Seperti yang tampak dalam salah satu sesi simulasi konseling di Ma’soem University, seorang mahasiswa BK tengah menjalani latihan sebagai konselor, dengan rekan sekelasnya berperan sebagai klien. Dalam suasana tenang dan fokus, mereka berdialog secara intensif—latihan ini adalah bagian dari pembelajaran inti di jurusan BK.
Simulasi konseling bukan hanya latihan berbicara atau mendengar, tapi juga melatih sensitivitas emosional, bahasa tubuh, pilihan kata, serta etika profesional dalam dunia konseling.
Dosen pembimbing di Ma’soem University menjelaskan bahwa latihan seperti ini penting untuk membentuk kesiapan mahasiswa saat terjun langsung ke lapangan, baik di sekolah, komunitas, dunia kerja, maupun layanan digital.
“Melalui simulasi, mahasiswa belajar bahwa menjadi konselor bukan sekadar memberi nasihat, tapi mendampingi dengan empati, memahami tanpa menghakimi, dan memandu dengan pendekatan yang tepat,” ujar salah satu dosen BK.

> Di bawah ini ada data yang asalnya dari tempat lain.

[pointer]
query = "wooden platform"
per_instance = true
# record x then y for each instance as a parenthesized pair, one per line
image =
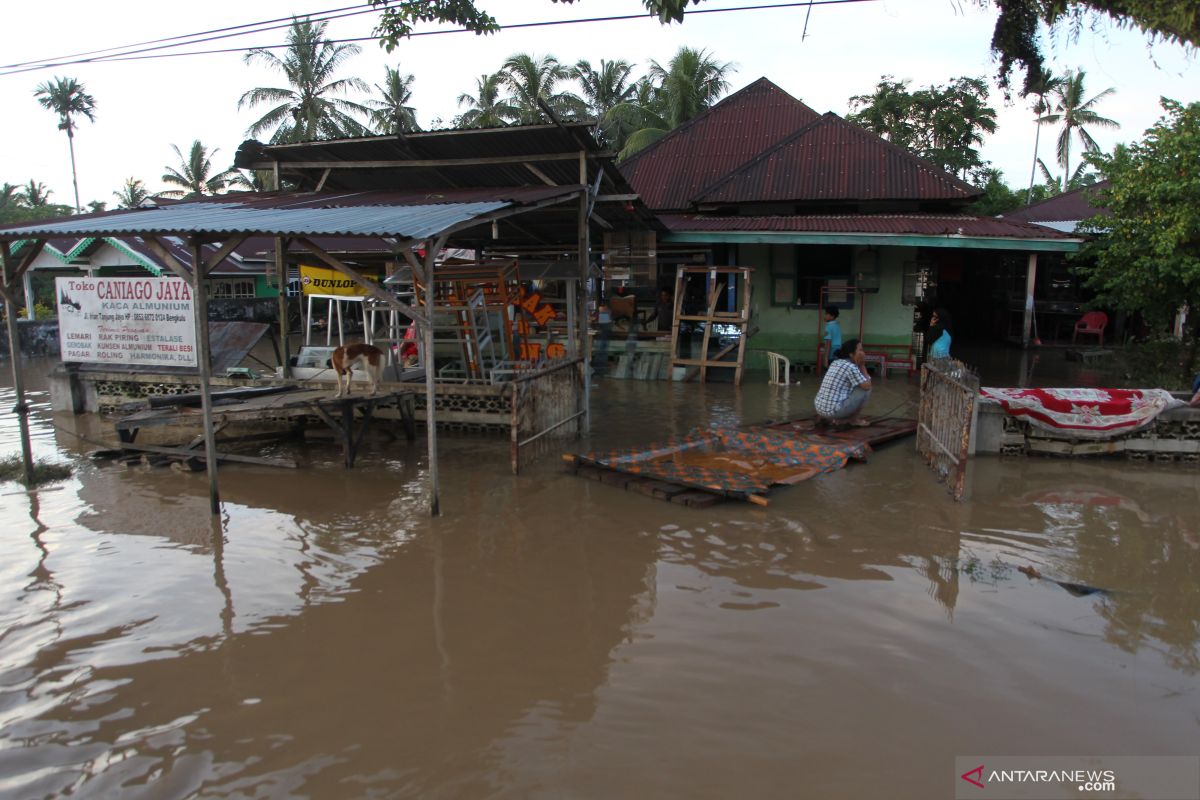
(879, 432)
(348, 417)
(876, 433)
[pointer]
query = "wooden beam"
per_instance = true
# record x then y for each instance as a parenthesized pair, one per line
(21, 409)
(28, 259)
(324, 176)
(196, 453)
(168, 260)
(204, 356)
(543, 176)
(423, 162)
(222, 253)
(372, 288)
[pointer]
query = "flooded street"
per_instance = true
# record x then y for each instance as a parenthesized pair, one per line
(557, 637)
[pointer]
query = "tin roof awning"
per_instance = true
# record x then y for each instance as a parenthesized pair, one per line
(401, 215)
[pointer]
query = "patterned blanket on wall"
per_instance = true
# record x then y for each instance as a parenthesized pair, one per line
(1085, 413)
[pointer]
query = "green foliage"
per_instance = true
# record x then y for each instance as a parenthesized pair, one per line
(1015, 38)
(1075, 113)
(945, 125)
(393, 114)
(1159, 361)
(997, 197)
(1146, 254)
(309, 108)
(196, 175)
(131, 194)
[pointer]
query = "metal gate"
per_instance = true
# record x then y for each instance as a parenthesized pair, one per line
(948, 394)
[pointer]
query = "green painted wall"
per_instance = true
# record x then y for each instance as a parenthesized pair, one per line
(795, 332)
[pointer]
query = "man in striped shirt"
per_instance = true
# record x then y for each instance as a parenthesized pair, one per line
(845, 388)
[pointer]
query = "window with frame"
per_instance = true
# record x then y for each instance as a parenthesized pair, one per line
(825, 265)
(233, 289)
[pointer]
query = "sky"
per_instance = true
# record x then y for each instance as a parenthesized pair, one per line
(144, 107)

Selain praktik di kelas, mahasiswa BK juga mengikuti program asisten laboratorium konseling, pengabdian masyarakat, serta pelatihan konseling digital untuk melengkapi pengalaman mereka secara menyeluruh.
Dengan pendekatan pembelajaran yang humanis dan terstruktur, Ma’soem University mendorong mahasiswa BK untuk siap menjadi konselor yang bukan hanya kompeten secara teori, tapi juga tangguh secara mental dan empatik dalam praktik.